Não preciso ir muito longe: encontrar-se-á em vários autores (Bompa, Gallahue, Greco) a dica de que o
aprendizado de um único tipo de esporte coletivo deve se iniciar a partir dos 10, 11 anos de idade. Isso,
pelo menos, por quatro motivos: (1) as habilidades básicas estão afirmadas, o que facilita aprender
habilidades específicas, (2) a criança, quando joga, consegue descentrar-se e, por isso, jogar coletivamente
(socializar as suas habilidades), (3) há uma maior capacidade de concentração, (4) caminha-se para o
pensamento formal, fundamental para o aprendizado tático.
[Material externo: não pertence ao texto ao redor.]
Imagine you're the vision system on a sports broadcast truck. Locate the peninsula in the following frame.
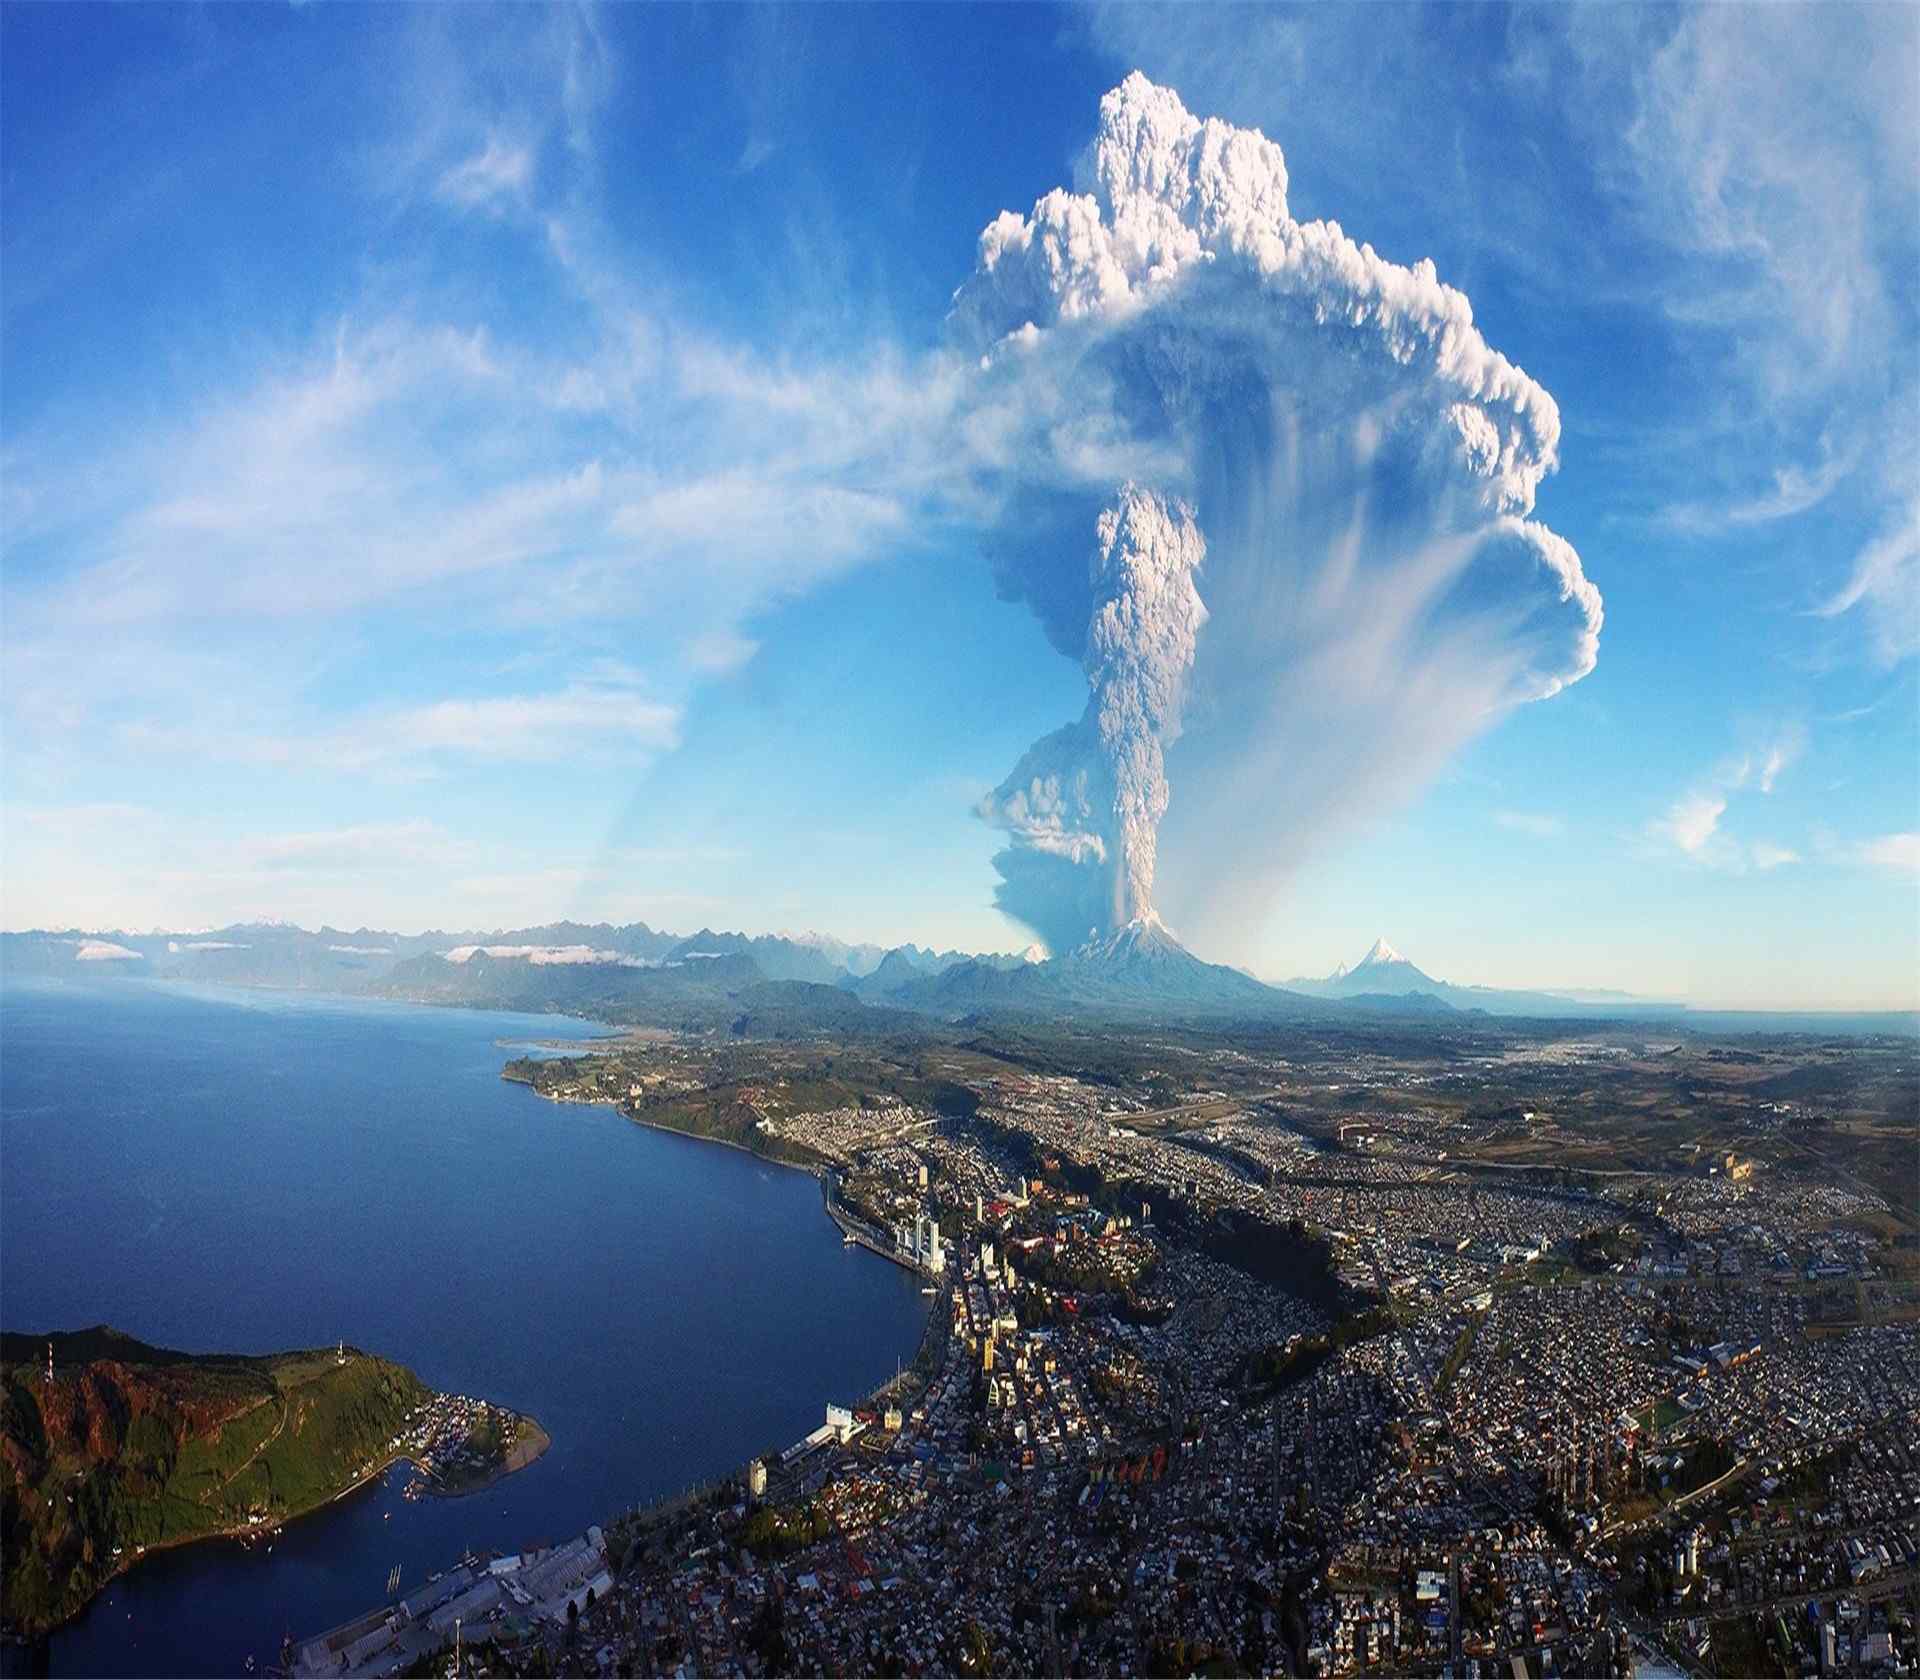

Estas, e outras coisas, certamente facilitam
aprender um jogo complexo como o coletivo.
Portanto dos 5,6 aos 9,10 anos em média, deve-se aprender coisas diversificadas. Por conseguinte, em se
tratando de futsal, estamos com sérios problemas. Por quê? Porque boa parte das crianças se inicia antes
dos 10 anos. Então o problema é a idade que se inicia? Não e sim. Não se a pedagogia der conta de tratar
o esporte de tal forma que os conteúdos da aula convergiam com o nível de desenvolvimento da criança
(que estes sejam tanto mais diversificados quanto possível), se os adultos criarem menos expectativas
sobre o resultado quando da disputa de jogos e se o tipo de competição em que se inscrevem as crianças
favorecer a auto-estima. Sim se a pedagogia abrir mão disso.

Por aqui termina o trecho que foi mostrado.